EMMA: 5,112 FOLLOWERS

Bojan had prepped me for my lunch. Which was to say that he’d gotten high on a bag of edibles, zoned out on my couch, and watched me try on five outfits before nodding his approval. He’d also told me that guys like boobs, to smile a lot, and to check my teeth for spinach.

“And bite your tongue,” Vidal advised, using a stiff brush on my eyebrows. “If you feel like saying anything opinionated, don’t. All we have to do is get you through one lunch, catch one photo of him smiling at you like you’re the love of his life, and we’re golden.”
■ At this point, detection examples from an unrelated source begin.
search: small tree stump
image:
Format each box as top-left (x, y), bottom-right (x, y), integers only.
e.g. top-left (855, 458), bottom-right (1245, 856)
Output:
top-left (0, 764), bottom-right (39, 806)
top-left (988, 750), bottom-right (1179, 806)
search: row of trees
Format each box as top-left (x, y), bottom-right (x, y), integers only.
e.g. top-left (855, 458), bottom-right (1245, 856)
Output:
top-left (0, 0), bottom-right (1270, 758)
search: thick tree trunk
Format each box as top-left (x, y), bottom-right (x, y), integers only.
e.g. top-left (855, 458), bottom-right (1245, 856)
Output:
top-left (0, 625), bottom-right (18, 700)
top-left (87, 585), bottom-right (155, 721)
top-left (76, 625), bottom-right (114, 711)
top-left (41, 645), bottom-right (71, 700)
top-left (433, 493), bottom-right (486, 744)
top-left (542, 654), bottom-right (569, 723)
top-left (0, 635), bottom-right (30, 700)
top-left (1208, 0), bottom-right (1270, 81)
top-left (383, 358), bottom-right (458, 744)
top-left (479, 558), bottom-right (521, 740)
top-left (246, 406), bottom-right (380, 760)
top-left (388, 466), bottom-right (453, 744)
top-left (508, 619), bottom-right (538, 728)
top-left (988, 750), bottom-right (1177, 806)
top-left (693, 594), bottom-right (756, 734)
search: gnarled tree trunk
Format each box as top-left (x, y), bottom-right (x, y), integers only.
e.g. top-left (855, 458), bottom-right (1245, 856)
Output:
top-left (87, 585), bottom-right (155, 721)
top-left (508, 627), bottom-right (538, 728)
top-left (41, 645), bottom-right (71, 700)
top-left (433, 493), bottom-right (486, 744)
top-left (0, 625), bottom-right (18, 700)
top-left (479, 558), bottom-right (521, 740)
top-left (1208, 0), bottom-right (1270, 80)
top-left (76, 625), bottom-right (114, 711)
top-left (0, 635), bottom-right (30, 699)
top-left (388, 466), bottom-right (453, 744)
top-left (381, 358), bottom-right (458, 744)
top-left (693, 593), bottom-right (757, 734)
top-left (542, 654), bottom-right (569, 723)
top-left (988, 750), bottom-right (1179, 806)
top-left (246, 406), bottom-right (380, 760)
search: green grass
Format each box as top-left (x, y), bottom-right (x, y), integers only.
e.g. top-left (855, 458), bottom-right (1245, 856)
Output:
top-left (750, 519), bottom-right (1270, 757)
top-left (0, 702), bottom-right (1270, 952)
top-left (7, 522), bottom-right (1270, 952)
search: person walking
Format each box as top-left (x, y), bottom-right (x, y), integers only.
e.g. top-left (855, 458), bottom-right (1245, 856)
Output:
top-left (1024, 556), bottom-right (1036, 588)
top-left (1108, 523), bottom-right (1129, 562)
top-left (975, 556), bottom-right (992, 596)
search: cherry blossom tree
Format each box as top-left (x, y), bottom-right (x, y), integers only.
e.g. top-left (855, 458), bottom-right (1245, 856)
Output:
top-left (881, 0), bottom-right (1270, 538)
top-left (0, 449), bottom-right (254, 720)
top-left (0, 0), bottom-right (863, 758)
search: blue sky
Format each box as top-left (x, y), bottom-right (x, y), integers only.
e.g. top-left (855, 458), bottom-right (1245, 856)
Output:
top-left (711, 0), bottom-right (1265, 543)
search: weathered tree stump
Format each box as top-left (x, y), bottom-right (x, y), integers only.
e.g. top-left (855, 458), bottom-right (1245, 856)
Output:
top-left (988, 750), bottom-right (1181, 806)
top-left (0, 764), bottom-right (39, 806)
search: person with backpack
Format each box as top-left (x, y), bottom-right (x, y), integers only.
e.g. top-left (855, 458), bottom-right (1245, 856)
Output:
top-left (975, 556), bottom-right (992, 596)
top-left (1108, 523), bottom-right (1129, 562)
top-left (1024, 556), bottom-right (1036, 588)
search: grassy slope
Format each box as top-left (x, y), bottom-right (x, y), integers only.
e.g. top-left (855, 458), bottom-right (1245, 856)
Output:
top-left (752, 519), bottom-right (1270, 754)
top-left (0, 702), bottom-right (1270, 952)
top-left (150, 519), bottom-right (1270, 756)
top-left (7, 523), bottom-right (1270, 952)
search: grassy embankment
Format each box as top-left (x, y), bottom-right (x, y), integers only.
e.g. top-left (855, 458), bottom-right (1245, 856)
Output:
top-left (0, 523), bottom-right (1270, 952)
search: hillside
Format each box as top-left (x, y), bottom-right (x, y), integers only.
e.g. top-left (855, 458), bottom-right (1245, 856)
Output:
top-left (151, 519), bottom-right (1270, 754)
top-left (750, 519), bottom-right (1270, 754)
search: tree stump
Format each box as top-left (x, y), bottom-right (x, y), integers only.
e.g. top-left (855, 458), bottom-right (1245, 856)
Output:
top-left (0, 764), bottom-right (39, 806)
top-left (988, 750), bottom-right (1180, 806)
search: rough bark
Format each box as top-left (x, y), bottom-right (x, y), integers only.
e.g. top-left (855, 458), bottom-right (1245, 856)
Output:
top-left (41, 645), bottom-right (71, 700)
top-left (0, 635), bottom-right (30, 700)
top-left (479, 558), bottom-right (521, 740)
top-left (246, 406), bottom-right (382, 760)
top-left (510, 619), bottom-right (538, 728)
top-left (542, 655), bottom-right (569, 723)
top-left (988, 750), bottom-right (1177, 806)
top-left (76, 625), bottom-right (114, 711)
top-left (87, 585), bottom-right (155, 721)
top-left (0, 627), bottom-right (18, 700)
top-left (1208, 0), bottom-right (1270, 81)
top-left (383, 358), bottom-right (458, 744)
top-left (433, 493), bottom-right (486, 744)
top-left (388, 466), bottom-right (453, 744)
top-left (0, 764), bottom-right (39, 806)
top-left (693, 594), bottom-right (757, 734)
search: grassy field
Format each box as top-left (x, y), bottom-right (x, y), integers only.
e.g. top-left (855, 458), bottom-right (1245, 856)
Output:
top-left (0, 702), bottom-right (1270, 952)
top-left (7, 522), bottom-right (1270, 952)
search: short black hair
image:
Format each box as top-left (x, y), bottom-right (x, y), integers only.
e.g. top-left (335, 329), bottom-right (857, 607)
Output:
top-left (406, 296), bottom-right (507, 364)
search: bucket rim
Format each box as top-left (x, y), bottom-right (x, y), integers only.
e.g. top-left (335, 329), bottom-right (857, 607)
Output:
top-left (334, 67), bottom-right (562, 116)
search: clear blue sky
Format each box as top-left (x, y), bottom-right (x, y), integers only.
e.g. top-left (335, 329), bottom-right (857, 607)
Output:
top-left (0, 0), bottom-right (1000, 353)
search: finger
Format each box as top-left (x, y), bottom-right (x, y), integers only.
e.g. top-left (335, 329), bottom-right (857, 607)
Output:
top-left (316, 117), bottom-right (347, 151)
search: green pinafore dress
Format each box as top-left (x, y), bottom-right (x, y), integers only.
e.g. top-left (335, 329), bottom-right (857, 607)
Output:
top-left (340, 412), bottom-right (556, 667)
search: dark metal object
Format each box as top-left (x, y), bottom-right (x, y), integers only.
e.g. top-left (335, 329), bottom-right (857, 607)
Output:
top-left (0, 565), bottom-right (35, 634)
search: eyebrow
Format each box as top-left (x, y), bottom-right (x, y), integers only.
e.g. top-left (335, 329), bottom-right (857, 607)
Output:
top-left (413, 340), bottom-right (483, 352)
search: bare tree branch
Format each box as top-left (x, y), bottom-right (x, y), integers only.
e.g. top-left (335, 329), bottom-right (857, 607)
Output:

No guy had ever smiled at me as if I was the love of his life. The idea that Cash Mitchell would was ridiculous. I voiced the thought, and Vidal chuckled. “Girl, he’s made millions off of giving women hope. The man’s a born flirt. Don’t worry, this will be easy.”

I thought of five years ago, when I’d lifted my empty cup up to hide the bottom half of my face. He’d called me beautiful, and I had ached at the compliment, fought butterflies for weeks afterward, continually refreshed his social media and practically pinned him to my vision board. Vidal was right. He was a born flirt, and I wasn’t the only woman that he’d given hope to. I had followed him and watched my account, both desperate and afraid that he would follow me back. But he hadn’t.

It had been a line, a valiant moment where he had saved me from embarrassment. That was it. I had been the pathetic girl who had hoped it meant something.

Now, I sat in the predetermined table, at a restaurant that charged forty-eight dollars for a hamburger, and ran through the list of topics I had memorized and researched to discuss. The door to the restaurant swung open, and I forgot all of it the moment he stepped in.